Team A: 1 goal. 5 shots on target. CR = 0.2. Expected CR = 0.25
Team B: 2 goals. 10 shots on target. CR = 0.2. Expected CR = 0.25

I thought this was a Binomial distribution with p = expected CR and n = number of shots on target, with variance = n*p*(1-p) but my Standard Error results were rubbish since team B had more shots on target, the CR = 0.2 should be more accurate than the CR for team a since I have more samples, where a sample is a shot on target. Does that make sense? Then I tried a Bernoulli distribution which worked better where variance = p(1-p), standard deviation was the square root of the variance, and then I calculated a standard error by dividing the SD by the square of n, which in this case was the number of shots on target.

Team A:
Variance = 0.25*0.75 = 0.43
SD = SQRT(0.43) = 0.185
SE = 0.185 / SQRT 5 = 0.08

Team B:
SE = 0.185 / SQRT 10 = 0.06

This looks a lot better to me, since the SE of the CR is lower for team B than it is for team A. Is this close to what I should be doing? The next part if to use the inverse of the SE to create a value of 'significance' so I can weight the importance of the CR when estimating team strength in terms of CR. Where there are no shots on goal, the significance should be 0 since there is no CR data to work with, and when there are many shots on goal, the significance should be greater.
• March 31st 2011, 09:55 AM
SpringFan25
Quote:

variance = n*p*(1-p)
This is the correct formula for the variance of a binomial(n,p) distribution but i think you're mis-interpreting it.
This is the variance of the number of shots on target if the model is correct, not the variance of your estimate of the conversion rate. You would expect the variability of the number of shots on target to increase with the number of attempts, which is what you've observed.

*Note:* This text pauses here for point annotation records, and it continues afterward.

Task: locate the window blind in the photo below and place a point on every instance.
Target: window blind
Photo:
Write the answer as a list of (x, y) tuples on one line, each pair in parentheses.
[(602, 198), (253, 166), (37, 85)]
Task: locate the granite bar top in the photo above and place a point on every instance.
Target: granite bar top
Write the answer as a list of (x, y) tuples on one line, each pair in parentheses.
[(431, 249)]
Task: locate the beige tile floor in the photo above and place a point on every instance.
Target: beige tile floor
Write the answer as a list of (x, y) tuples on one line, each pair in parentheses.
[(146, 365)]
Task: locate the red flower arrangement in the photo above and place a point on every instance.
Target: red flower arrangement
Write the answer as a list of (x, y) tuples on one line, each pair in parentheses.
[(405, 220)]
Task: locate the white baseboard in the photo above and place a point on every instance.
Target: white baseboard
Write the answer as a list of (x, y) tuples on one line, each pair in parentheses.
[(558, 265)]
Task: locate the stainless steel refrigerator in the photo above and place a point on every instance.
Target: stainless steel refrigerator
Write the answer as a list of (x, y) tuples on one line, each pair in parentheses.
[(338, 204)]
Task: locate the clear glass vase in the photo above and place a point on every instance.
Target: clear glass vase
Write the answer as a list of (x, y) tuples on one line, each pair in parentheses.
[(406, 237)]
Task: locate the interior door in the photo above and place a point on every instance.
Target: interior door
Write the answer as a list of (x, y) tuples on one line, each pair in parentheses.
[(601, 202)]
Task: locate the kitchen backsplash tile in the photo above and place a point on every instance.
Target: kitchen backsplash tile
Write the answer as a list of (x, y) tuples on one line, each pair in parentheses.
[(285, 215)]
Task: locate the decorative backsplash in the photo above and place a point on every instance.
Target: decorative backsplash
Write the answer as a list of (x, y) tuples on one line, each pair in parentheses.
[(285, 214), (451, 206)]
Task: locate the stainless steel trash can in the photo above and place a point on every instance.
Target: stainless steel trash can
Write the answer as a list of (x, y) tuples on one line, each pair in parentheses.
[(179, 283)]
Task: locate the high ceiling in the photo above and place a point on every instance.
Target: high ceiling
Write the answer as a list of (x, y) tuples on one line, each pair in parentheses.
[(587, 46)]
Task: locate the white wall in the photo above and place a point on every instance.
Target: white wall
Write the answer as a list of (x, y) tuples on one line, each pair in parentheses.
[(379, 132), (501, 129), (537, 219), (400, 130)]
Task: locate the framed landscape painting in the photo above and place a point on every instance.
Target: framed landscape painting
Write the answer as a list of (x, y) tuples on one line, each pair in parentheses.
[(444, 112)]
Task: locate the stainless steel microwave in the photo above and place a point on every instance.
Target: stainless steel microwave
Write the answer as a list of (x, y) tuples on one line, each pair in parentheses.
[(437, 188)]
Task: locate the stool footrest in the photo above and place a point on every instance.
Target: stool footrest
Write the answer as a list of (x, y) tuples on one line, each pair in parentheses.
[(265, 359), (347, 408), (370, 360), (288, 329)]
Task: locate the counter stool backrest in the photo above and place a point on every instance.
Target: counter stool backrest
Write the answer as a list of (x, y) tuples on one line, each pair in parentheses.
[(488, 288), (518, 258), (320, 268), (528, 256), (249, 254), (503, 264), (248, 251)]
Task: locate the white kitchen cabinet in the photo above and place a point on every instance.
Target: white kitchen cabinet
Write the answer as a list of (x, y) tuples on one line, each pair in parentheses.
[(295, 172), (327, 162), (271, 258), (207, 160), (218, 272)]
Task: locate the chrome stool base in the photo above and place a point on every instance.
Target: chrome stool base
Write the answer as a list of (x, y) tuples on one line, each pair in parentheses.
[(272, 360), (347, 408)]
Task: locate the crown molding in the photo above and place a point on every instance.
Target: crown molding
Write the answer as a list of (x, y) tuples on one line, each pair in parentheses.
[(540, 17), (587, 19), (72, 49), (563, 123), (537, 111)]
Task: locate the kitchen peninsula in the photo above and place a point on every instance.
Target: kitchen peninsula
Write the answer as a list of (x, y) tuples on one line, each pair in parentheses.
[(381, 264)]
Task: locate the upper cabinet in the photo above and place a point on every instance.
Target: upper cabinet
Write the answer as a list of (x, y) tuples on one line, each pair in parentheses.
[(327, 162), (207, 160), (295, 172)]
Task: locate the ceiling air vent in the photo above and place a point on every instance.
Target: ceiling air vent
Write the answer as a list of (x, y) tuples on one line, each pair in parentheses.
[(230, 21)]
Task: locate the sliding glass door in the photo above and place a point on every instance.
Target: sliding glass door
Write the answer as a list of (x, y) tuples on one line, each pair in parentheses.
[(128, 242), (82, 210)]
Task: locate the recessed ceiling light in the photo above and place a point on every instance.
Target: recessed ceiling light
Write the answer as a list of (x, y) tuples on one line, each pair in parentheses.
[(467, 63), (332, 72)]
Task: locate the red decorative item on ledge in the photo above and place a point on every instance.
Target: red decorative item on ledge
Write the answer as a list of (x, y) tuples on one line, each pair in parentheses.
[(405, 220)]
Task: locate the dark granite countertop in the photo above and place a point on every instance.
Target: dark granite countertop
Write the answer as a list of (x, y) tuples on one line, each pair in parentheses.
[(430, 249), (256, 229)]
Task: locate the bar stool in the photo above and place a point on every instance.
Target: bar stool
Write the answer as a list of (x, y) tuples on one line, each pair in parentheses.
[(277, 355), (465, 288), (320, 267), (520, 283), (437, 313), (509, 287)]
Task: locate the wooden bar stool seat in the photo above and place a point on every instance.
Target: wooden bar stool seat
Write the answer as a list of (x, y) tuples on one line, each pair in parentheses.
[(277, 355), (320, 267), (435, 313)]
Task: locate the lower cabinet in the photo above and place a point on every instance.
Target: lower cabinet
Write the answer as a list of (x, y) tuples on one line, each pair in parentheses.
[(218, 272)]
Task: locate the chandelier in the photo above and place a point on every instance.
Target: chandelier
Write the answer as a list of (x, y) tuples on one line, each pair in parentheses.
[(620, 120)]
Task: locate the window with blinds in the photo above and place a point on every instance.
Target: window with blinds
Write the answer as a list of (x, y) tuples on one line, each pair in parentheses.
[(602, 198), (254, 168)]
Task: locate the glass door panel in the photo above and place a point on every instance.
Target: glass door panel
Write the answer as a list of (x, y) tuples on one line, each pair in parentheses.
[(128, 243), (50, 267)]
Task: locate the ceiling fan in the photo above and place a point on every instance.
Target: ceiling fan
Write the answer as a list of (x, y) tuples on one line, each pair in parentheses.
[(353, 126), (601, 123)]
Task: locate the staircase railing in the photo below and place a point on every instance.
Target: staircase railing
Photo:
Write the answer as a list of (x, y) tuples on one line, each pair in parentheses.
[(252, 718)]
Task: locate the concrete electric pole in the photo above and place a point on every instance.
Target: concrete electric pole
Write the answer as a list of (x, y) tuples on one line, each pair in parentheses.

For the variance of your estimate, i'd think along these lines (not sure it's correct though):

given that the true distribution is $X \sim Bin(n,p)$,and that the estimated conversion rate is $\hat{p} = X/n$.

$Var(\hat{p}|n) = Var(\frac{X}{n}|n) = \frac{Var(X|n)}{n^2} = \frac{np(1-p)}{n^2} = \frac{p(1-p)}{n}$

$sd(\hat{p}|n) = \sqrt{\frac{p(1-p)}{n}}$

Which is decreasing in n as you expected. Whether or not this can be inverted to create a significance measure with a useful interpretation, i have no idea im afraid.
• April 1st 2011, 08:15 AM
ProphetofProfit
Thanks for the response, that's similar to what I'm looking for. I say similar because I can't tell if it's correct or not, but it does the job!